It only took six attempts over the course of a dozen years, but someone finally made a really good Transformers movie. As it turns out, adding just one believable human character that we could actually identify with and root for made all the difference. Weird, right? But more than that, Bumblebee actually goes so far as to put that whole pesky business of warring alien robot factions on the back-burner to more thoroughly explore the relationship between an angry, grieving teenage girl and her new best friend. The fact that her friend happens to be a gigantic shape-shifting war machine is almost beside the point. He could just as easily have been a squishy little big-eyed alien or a goofy, warm-hearted Bigfoot (to point to two obvious points of inspiration). Yeah, Bumblebee is essentially E.T., which is as stunning in its simplicity as it is jaw-dropping that series producer/director Michael Bay and company hadn’t thought to do this before now.
The film’s 1987 setting allows the film to fit into its proper place within the broader Transformers series mythology, but it also makes the case that those other films may as well have never happened. Writer Christina Hodson and director Travis Knight have managed to sneak a personal, heartfelt piece of work in front of audiences who just wanted to see some robots smash each other into spare parts, which amounts to being a minor miracle in that it gives this franchise a reason to keep existing. Namely, by telling smaller, human-sized stories that allow the big, eye-popping action sequences to hold as much emotional weight as everything else.
Hailee Steinfeld, as Charlie, is such an improvement over previous human characters in the series that I almost forgot that the most recent Transformers featured Mark Wahlberg investigating King Arthur and Transformer-worshipping secret societies (seriously). Charlie’s brokenhearted hard edges compete with her young adult optimism to form a character that never could have existed during the Bay era of films. She’s bad at her amusement park job, loves The Smiths and Elvis Costello, gets kicked around by the mean girls and wants a car for her 18th birthday. Her working-class mom (the great Pamela Adlon) instead gets her a pink flowery bike helmet. An annoying little brother and dorky stepdad are a constant hassle. She’s still grieving the loss of her father and doesn’t know (or pretends not to) that the kid next door has a crush on her. She lives in her own head, and it’s rarely a very pleasant place to be.

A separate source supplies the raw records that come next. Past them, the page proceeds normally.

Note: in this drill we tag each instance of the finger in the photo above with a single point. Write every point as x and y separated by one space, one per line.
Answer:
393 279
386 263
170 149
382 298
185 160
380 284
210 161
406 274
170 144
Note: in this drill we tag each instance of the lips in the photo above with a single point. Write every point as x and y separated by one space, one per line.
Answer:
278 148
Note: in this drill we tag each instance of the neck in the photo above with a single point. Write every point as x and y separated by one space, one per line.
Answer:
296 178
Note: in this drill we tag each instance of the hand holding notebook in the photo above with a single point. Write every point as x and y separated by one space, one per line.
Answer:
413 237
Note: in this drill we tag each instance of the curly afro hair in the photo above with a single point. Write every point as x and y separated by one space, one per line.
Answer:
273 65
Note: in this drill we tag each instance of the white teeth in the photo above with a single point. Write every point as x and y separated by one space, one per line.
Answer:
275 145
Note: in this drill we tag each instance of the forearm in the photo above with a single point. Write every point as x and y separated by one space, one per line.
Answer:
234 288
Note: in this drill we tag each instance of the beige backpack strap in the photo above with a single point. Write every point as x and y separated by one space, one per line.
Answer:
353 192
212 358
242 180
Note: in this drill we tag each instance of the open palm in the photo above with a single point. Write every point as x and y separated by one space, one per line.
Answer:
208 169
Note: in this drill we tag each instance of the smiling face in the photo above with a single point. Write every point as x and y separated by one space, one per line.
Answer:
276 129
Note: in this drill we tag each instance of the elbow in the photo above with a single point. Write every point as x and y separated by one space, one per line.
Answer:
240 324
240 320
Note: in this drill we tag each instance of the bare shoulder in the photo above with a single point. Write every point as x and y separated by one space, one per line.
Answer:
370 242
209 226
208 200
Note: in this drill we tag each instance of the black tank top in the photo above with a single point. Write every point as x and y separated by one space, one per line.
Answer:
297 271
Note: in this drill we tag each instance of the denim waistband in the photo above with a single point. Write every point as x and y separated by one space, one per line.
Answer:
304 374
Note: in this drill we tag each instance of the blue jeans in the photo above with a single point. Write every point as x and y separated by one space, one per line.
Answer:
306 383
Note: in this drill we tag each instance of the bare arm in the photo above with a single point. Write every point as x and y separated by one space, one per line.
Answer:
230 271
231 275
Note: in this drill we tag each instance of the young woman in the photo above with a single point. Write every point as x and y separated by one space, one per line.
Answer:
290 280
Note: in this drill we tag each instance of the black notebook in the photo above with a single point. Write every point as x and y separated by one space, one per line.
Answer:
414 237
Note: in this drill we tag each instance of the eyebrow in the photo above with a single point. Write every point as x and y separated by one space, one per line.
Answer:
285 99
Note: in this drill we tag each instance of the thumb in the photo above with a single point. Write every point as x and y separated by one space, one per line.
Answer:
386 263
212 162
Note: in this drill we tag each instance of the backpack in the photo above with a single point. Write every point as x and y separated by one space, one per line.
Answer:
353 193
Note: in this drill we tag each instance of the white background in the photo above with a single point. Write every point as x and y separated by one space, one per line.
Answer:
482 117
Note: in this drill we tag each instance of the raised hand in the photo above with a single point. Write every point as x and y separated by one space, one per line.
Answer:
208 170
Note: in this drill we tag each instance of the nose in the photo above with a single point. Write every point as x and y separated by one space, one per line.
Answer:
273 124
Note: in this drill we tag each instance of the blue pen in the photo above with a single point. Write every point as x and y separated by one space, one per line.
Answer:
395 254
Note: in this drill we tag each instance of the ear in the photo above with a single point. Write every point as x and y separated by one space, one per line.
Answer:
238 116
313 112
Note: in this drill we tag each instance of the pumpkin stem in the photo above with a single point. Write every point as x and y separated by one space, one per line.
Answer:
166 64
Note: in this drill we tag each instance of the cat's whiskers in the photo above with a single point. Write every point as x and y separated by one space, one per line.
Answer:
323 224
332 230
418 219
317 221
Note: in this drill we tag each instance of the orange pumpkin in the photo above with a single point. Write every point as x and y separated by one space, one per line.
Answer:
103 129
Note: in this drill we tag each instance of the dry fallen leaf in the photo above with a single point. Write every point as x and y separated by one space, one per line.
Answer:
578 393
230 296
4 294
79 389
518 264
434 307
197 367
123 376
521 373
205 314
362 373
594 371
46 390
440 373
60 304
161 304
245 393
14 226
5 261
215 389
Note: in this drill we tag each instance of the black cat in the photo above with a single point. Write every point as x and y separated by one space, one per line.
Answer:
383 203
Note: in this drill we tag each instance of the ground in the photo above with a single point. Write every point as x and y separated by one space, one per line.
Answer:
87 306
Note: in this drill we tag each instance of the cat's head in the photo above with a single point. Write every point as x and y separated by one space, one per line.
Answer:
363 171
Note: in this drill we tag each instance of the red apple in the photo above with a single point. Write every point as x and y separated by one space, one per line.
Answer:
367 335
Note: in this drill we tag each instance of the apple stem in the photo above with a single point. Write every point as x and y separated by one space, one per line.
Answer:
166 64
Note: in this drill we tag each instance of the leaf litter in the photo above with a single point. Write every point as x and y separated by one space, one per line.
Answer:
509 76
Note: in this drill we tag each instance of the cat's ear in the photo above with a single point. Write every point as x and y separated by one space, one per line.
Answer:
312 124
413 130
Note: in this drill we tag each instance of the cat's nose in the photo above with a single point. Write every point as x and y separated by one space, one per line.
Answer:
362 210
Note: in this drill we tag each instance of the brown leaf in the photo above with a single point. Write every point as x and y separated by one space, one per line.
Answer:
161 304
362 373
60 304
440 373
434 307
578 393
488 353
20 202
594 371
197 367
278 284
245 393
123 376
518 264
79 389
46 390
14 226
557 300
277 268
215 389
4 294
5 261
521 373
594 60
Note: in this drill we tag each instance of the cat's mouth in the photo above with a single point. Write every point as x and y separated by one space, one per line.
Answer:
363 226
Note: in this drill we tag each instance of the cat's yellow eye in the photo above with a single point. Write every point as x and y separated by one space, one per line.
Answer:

In the stranded and mute Bumblebee, she finds something of a fellow wounded soul. They teach each other to take control of their own fates, to stand up for themselves, and they have each other’s backs, even when it seems as if no one else on Earth cares or even knows they exist. It’s all very standard coming-of-age stuff, absolutely, but done with such care and depth of feeling that John Hughes (or maybe his cooler, more blackhearted counterpart Savage Steve Holland) would be proud. The film’s attention to detail in its period setting, musical choices, set design and even the very ’80s-movie depiction of the cartoonish big bad military goons all add up to a complete and clear vision from the filmmakers. Again, all this for the Transformers prequel. It never had to be any good. Bumblebee is great.